Four WEL Changes That Affect Every Printing Business
The replacement of Workplace Exposure Standards with harmonised Workplace Exposure Limits by December 2026 will affect Australian printing businesses more than most other manufacturing sectors because four of the substances undergoing significant reductions are used daily in printing operations. Isopropyl alcohol is reducing from 400 to 200 ppm, affecting every offset printer using IPA-based dampening systems. Styrene is reducing from 50 to 20 ppm, impacting screen printing and flexographic operations using styrene-based inks. Formaldehyde is reducing from 1 to 0.3 ppm, and ozone is reducing from 0.1 to 0.05 ppm — both of which are generated as by-products of UV curing processes now standard across most printing technologies. The cumulative effect of these four changes means that printing businesses face a broader WEL compliance challenge than many other industries. PCBUs who wait until the December 2026 commencement date to begin compliance work will find that ventilation upgrades, process changes, and monitoring system installations all have lead times measured in months, not weeks.
Baseline Air Monitoring: Where to Start
The first step in WEL transition planning is establishing current exposure levels through baseline air monitoring across all printing operations. Personal exposure monitoring using calibrated sampling pumps and appropriate collection media should be conducted for each substance during representative production conditions, including worst-case scenarios such as press wash-ups, ink changes, and UV curing of heavy coverage jobs. Static area monitoring using real-time photoionisation detectors provides supplementary data on spatial exposure patterns across the print facility. Monitoring should cover all work areas including press rooms, ink mixing areas, screen printing workshops, finishing departments, and UV curing zones. Results should be compared against both the current Workplace Exposure Standards and the incoming Workplace Exposure Limits to identify which operations will exceed the new limits. This comparison creates a prioritised action list that focuses engineering and administrative controls on the operations with the largest compliance gaps. Printing businesses should engage an occupational hygienist to design and conduct the baseline monitoring program to ensure results are defensible and representative.
Engineering Controls for IPA and Solvent Reduction
For offset printers, the IPA WEL reduction from 400 to 200 ppm offers two primary engineering response paths. The first is transitioning to alcohol-free or reduced-alcohol dampening systems that replace IPA with alternative dampening additives, reducing vapour generation at source. Many press manufacturers now offer alcohol-free dampening configurations that can be retrofitted to existing presses, though process optimisation is required to maintain print quality. The second path is upgrading press room ventilation to increase air change rates and installing local exhaust ventilation at dampening trough locations to capture IPA vapour before it enters the breathing zone. For solvent handling and press cleaning operations, substituting lower-vapour-pressure solvents reduces atmospheric concentrations without changing work processes. Vegetable-based press washes and high-flash-point cleaning agents are now widely available and can replace traditional hydrocarbon solvents for most applications. Where substitution is not feasible, enclosed solvent dispensing systems and point-of-use extraction systems provide effective engineering controls that reduce operator exposure.

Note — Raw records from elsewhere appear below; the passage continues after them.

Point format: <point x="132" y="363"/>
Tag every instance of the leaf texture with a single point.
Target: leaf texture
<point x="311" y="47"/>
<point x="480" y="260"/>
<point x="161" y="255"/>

UV Curing: Managing the Dual Formaldehyde and Ozone Challenge
UV curing operations face a unique dual compliance challenge because the curing process simultaneously generates both formaldehyde and ozone — both of which are subject to significant WEL reductions. Formaldehyde is produced as a by-product of photoinitiator decomposition in UV inks and coatings, while ozone is generated when UV-C radiation from mercury vapour lamps interacts with ambient oxygen. The engineering response must address both contaminants simultaneously. Ozone destruct units installed on UV curing exhaust systems catalytically convert ozone back to oxygen and are effective at reducing ozone concentrations to below the incoming 0.05 ppm WEL. For formaldehyde, increased exhaust air flow through the curing zone reduces concentrations in the operator breathing zone, though this must be balanced against the curing efficiency requirements of the process. Transitioning from mercury vapour UV lamps to UV LED technology eliminates ozone generation entirely because UV LEDs do not emit UV-C radiation, though formaldehyde generation from photoinitiator decomposition persists regardless of lamp type. Continuous real-time atmospheric monitoring for both formaldehyde and ozone should be installed in UV curing zones to provide immediate alerts when concentrations approach the incoming WEL.